Dana Gingras choreographs a contemporary dance piece called Frontera about borders, surveillance, liminality of the body within these systems. It is performed February 19th and 20th at the NAC by her multi-media company Animals of Distinction. Highlights are audio excerpts by: Klavdij Sluban (slovenian photographer), Gabriel Acuna (activist), Alexis Ipatovtsev (radio-journalist), Werber Hampl (tunnel-builder for between East and West Berlin, Germany), Kate Nolan (photographer), Francois le Blond (writer and activist), Alex Piero (psychoanalytic doctor), Cande Andrade (video editor and media designer).
The music (live, performing from behind a disappearing screen, by Fly Pan Am) was loud, pervasive, urgent, both industrial and soulful, foreboding, immediate.
The insert reads: “Borders are boundaries, but they’re also processes, liminal spaces where despair, desire and neoliberal economic imperative meet the obscure(d) operations of power. Surveillance technologies represent an advancing frontier of knowledge and control, monitoring movement, defining identities and gathering data. Increasingly, the Norse moves with the body, and seeks to organize and orchestrate its passage through the world.”
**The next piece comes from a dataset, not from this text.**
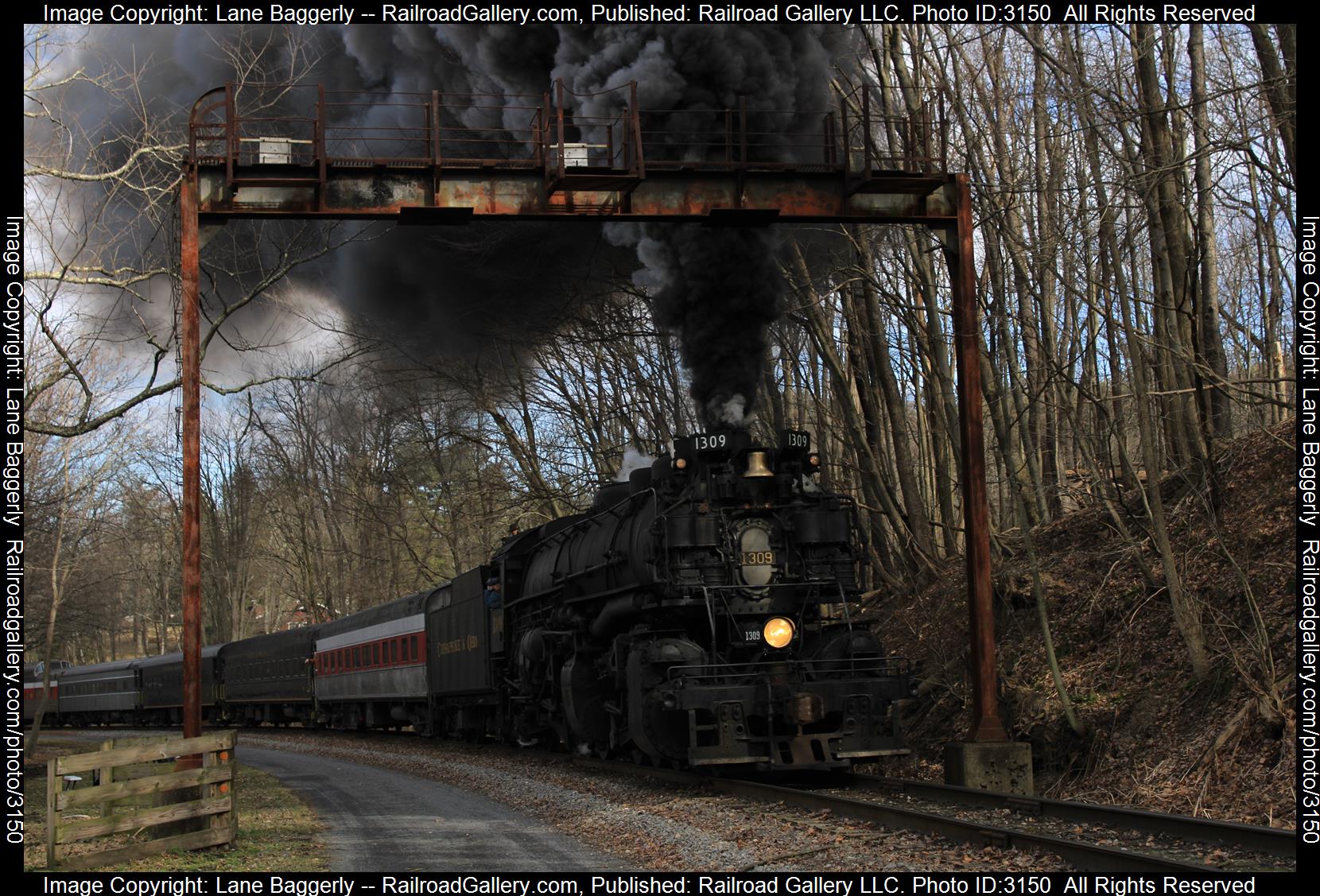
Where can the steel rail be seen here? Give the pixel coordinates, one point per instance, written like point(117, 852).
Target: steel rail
point(1275, 841)
point(1085, 857)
The liminality of the body and chaos were jailed by light, interpreted as mass surveillance; the border. Where does the individual gain freedom in controlled, mass surveillance-driven lands? In chaos. And where does the body go, does the body stretch, to seek freedom? Also chaos, but the tender, desperate reliance on others, on human connection.
Alas, the piece ends with the light – the limit – drawing a couple that had fallen into an embrace after a particularly harrowing experience with the border, the surveilling light – pushing them away into darkness, each alone. A fitting piece to a comment on the technology that was supposed to bring us together – driving us apart.
Is that the ultimate end to this nightmare state we have created? Alone, in darkness, after writhing chaotically against the cold, hard, all-seeing light? Maybe.
The dancers’ bodies were tireless, throbbing, definitive, thought-provoking, the choreography thoughtful and important.
You’ll never look at your phone – or a border (and what about the border within?) the same way again.